Kernel-based Time-varying Regression (KTR)

Complex seasonality is a typical problem in time-series modeling. For example, in daily time-series data, you may expect a weekly and yearly seasonal pattern within your data. Here we introduce a kernel-based time-varying regression (KTR) to model the trend and complex seasonality. We call it KTRLite for now since no regression term is not allowed yet in the model. In the near future, we will introduce another model with the capaticy for exogenous variables.

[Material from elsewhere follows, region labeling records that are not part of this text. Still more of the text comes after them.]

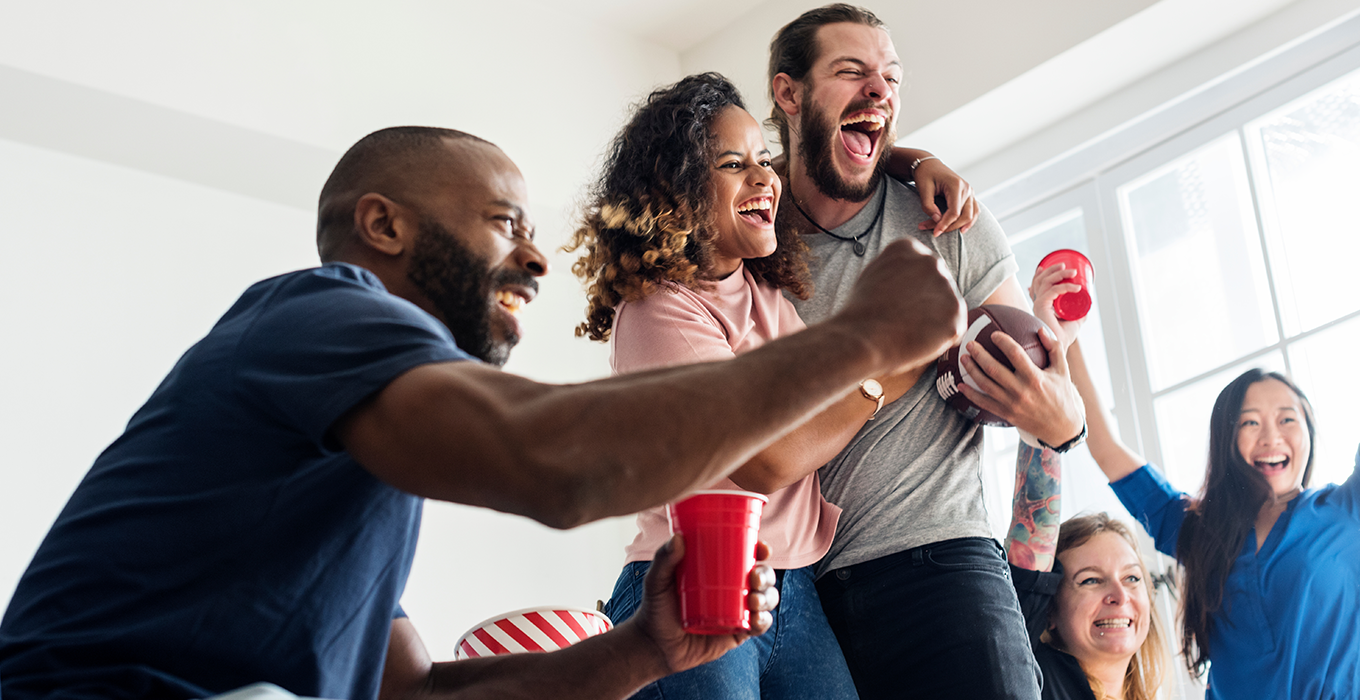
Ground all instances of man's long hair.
[766,3,888,154]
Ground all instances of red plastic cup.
[666,491,770,635]
[1039,249,1095,321]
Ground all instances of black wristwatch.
[1035,423,1087,454]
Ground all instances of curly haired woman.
[568,73,973,699]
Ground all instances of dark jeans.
[604,561,855,700]
[817,537,1039,700]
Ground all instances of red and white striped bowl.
[453,608,613,659]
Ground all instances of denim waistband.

In summary, we will cover:

  • KTRLite model structure

  • Syntax to call, fit and predict in KTRLite

  • Utilities to check / visualize fitting results

[1]:
import pandas as pd
import numpy as np
pd.set_option('display.float_format', lambda x: '%.5f' % x)
import matplotlib.pyplot as plt

import orbit
from orbit.models.ktrlite import KTRLiteMAP
from orbit.estimators.pyro_estimator import PyroEstimatorVI, PyroEstimatorMAP
from orbit.estimators.stan_estimator import StanEstimatorMCMC, StanEstimatorMAP

from orbit.utils.features import make_fourier_series_df, make_fourier_series
from orbit.diagnostics.plot import plot_predicted_data, plot_predicted_components
from orbit.diagnostics.metrics import smape
from orbit.utils.dataset import load_iclaims, load_electricity_demand

from orbit.utils.plot import get_orbit_style
plt.style.use(get_orbit_style())

%matplotlib inline
[2]:
print(orbit.__version__)
1.0.17

Model Structure

Our goal is to derive an additive form such that

\[y_t = l_t + s_t + \epsilon_t, ~ t = 1,\cdots, T,\]

where \(y_t\) is the response variable, \(l_t\) is the trend term, \(s_t\) is the complex seasonality term.

In our approach, we can re-write the formula as

\[y_t = X_t^T\beta_t + \epsilon_t, ~ t = 1,\cdots, T,\]

where \(\beta_t\) is a \(P\)-dimensional vector of coefficients vary over time, \(X_t\) is a \(P\)-dimensional covariate, and \(\epsilon_t\) is a stationary random error process.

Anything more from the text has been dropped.